But when the writers came back with a tale of a couple redoing their kitchen and being able to “see” what it would look like with new appliances, treatments and more, the innovation team presented the concept to the executive leadership and were told “if we don’t do this, someone else will.”

With that vote of confidence, the home-improvement chain launched the Holoroom 1.0, an iPad-based tool that 55 percent of surveyed shoppers described as helpful for visualizing their bathroom redesigns. That’s significant, Manna said, because there’s $70 billion in lost opportunities due to consumers who don’t even begin a home project because they’re unsure how the finished room would look—or because they lacked the visuals or other info to properly convince their partner.

That first effort and ensuing onslaught of customer feedback quickly led to Holoroom 2.0, a more fully immersive experience using Oculus Rift VR headsets in store. Because shoppers wanted to be able to take their VR experience home with them from the store to share with friends and family, Lowes added vending machines dispensing complimentary Google Cardboard headsets to participating Holoroom locations. Plus, the retailer added trained designers to store to provide a guided design experience.

Manna said that engagement with the Holoroom stimulated “totally different conversation.” in stores. “We became a destination where people were inspired to design their homes,” she added.

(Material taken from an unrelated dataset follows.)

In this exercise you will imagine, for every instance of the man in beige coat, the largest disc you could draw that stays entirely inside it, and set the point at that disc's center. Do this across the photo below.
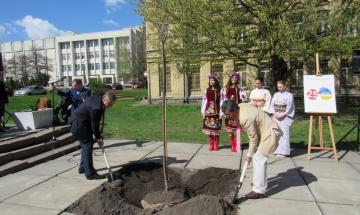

Lowes found other applications for VR as well, realizing its potential as a customer education and learning tool. Cutting window blinds—hard even for employees to do—got easier with VR training, and 42 percent of customers who used the training experience said they recalled all the steps in the process, Manna said.

With a taste of how technology can enhance the customer experience, Lowes innovated in other areas as well, adding a robot—dubbed the Lowebot—that can serve shoppers in multiple languages and guide customers to products of interest.

To encourage the next generation of design professionals, Lowes Innovation Labs partnered with the Savannah College of Art and Design in spring 2016 on a narrative-driven innovation course, following that up a year later with a class in the sequential art department designed to help students master the art of storytelling using tools like cartoons, comic books and storyboarding.